再來一把也是沒用的,象棋雖然沒有圍棋那麽變化萬千,但是開局的博弈,中盤的牽製,以至於殘局能否終結對手,都不是一朝一夕能夠學會的。
馬修估計德莉莎的棋力也就是個少年班水平,自己肯定是贏定了。
話雖這麽說,馬修表面還是不動聲色。只是看著女孩捉急的路數,還是忍不住教了起來:
“什麽叫根?看住就叫有根”
“不要動中卒,這是你的第一道門戶。”
“飛象飛象,這樣不至於輸的那麽快。”
“換啊,肯定換,換了我吃虧。”
“巡河十八打,連環霸王車,學會了嗎?弟弟!”
一把結束,馬修雖然還是贏了,但是馬修明顯感覺有了些許阻力。
德莉莎看著馬修,眼神就在說繼續。
得了,這小妮子上癮了。
“一馬一先”,正式開始。
這次德莉莎的開局有了明顯的章法,雖然偏防守,但還是進退得當,沒有什麽特別大的失誤。

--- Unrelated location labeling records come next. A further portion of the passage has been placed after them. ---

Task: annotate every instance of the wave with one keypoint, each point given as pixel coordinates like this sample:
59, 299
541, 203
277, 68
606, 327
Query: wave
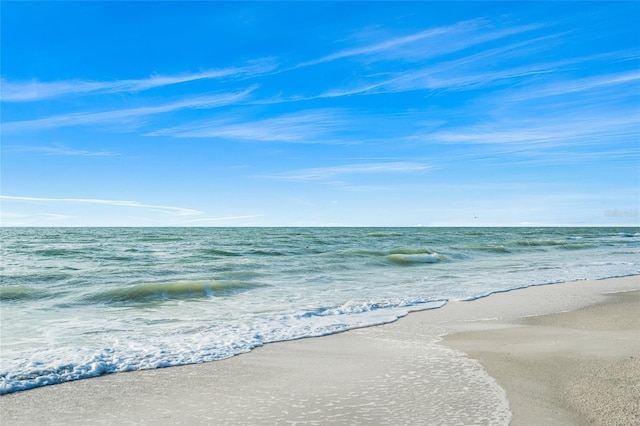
408, 259
58, 252
538, 243
17, 293
218, 252
170, 290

三連勝,但是馬修腦海中飄出了一個念頭,不會真的遇到天才了吧,剛剛他明顯感覺到德莉莎已經在計算了。
單讓一馬,馬修先行,其實已經是比較公平了,四勝,馬修聚精會神,有些吃力。
五五對局,隻讓先手,局面已經非常焦灼,雖然馬修提點了幾句,但是大部分都是德莉莎自己在想,可怕,這個女孩真的是進步飛快。
五勝,最後一把定輸贏,馬修準備“半”力以赴,證明業余棋手的實力。
開局穩扎穩打,中局殺招頻出,但馬修很快就發現,德莉莎的打法變得狠辣起來,這不是自己的風格嗎?
光模仿是下不了棋的,她還加入了自己的思考,各種交換十分果斷,一時間雙方竟是平分秋色,難解難分。
難道自己探長竟是百年不遇的練武奇才?這麽快就開竅了,馬修知道以德莉莎的驕傲肯定不會騙他的,說不會就不會,但是進步也太快了吧,難道我真要被小卒子一步一步拱死嗎?不可能!
硝煙散盡,勝負難分。
求和。
馬修坐在椅子上,回想著剛才的五勝一和,失魂落魄,被打擊到了自尊,雖然自己也是好久沒下了,但這不是理由,被新手逼平是多麽丟人的事啊!
反觀德莉莎這邊已經藏不住笑容了,馬修隻覺得心裡沒那麽難受了,看著明豔如春的女孩,換美人一笑也算是值得。
但是接著他就聽到德莉莎開口:“五個問題,我想好就問你!不知道這個會不會對你生效呢?你願意試試嘛?”
???平局應該都不作數啊!我可不會認的!
“我剛才已經取消了結界,所以賭鬥生效了,對了,忘說了,如果平局,那麽雙方懲罰減半。”德莉莎不屑於說謊,但是可以不說完,畢竟像馬修這樣的神秘學小白不用騙也可以玩弄於鼓掌。
馬修一瞬間明白了其中關鍵,早知道就全力搏兔了,自己剛剛還在想放多少水才能不把德莉莎打退遊,活該自己憐香惜玉!五個問題啊,底褲的顏色、花紋都要問清楚了。
不過好在,規則向上取整,他也可以問一個問題,從而知道了德莉莎接下來的任務任務:弄清楚那本記錄著邪惡祭祀方法的《混沌儀式》究竟從何而來。